The unelected European Commission has repealed the 1980 Ankara Accord between what was then the EEC and Turkey, and replaced it with a major change to the rights of Turkish citizens in the EU. The proposal was presented to a working group (we know not who) eleven days ago on March 30th, and approved by that same anonymous gathering. It specifically adds that ‘A first package with similar proposals in respect of Algeria, Morocco, Tunisia, Croatia, the former Yugoslav Republic of Macedonia and Israel was adopted by the Council in October 2010’ and that this too will be updated to bring it into line with the Turkish proposals.
I was certainly not aware of the October 2010 ‘package’, and I doubt very much if even the eurosceptic wing of the Conservative Party is up to speed with the fact that this Turkish grant of rights is about to pass quietly into law – as so many of these lunatic Commission decisions have a tendency to do. But the clauses in relation to non-eurozone members like the UK (already sinking under the weight of unrestricted migration) are truly mind-boggling. For example: (my emphasis)
‘this [Turkish accord] will facilitate the application of these provisions by Member States’ social security institutions. This Decision shall apply:
(a) to Turkish workers who are or have been legally employed in the territory of a
Member State and who are or have been subject to the legislation of one or more
Member States, and their survivors;
(b) to the members of the family of workers referred to in point (a) provided that these
family members are or have been legally resident with the worker concerned while
the worker is employed in a Member State;
This gives Home Secretary Theresa May-and-very-probably-will something of a problem: despite her protestations of ‘cracking down’ on migrant numbers and the rights of their dependents, as a Member State Britain will have to obey the diktat. Does Theresa even know about it, I ask?

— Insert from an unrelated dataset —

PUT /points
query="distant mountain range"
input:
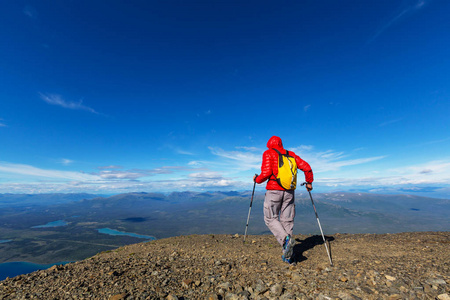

I do not employ the phrase ‘ lunatic Commission decisions’ above lightly. Any unelected and yet sovereign body happy to take on the welfare needs of these workers at a time of euro meltdown must be deranged at least. To enumerate the idiocy involved here:
1. Turkey’s economy under the closet Islamist Recep Erdogan is about to go bang. Enter millions of jobless Turks stage left.
2. Turkey has already threatened to annex Cyprus…both parts of which represent an existing EU member.
3. Algeria, Morocco, and Tunisia are all recently destablised States with growing Islamist power in their politics.
4. Um, none of them – including Israel – are in Europe. Small point, but worth bringing up I feel.
5. All four of the above States are anti-Israel in the most bellicose manner.
6. Germany has just passed a law denying these very rights to unemployed ClubMed citizens. How are they now going to feel in the light of this new law? How is Gunter Grass going to feel, having just been banned by the Israeli Government?
7. The anti-Islamist security ramifications of the new law would be horrendous. Yet Theresa May tells us that GCHQ must listen to and read all our online and telcom communications even without such a potty increase in the risks involved. (Only media outrage stopped Camerlot from slipping this little number through the Lobby Fodder).
Zero alignment with the map of Europe, the financial chaos of the eurozone, the political powder keg that is the middle east, and real life in the 3D Universe lies – as ever – behind the adoption of this proposal. It is time the Camerlot Establishment stopped complacently referring to unthinking EU madness as “an imponderable”. It is time William Hague started looking for a way out come what may. And that includes Theresa May.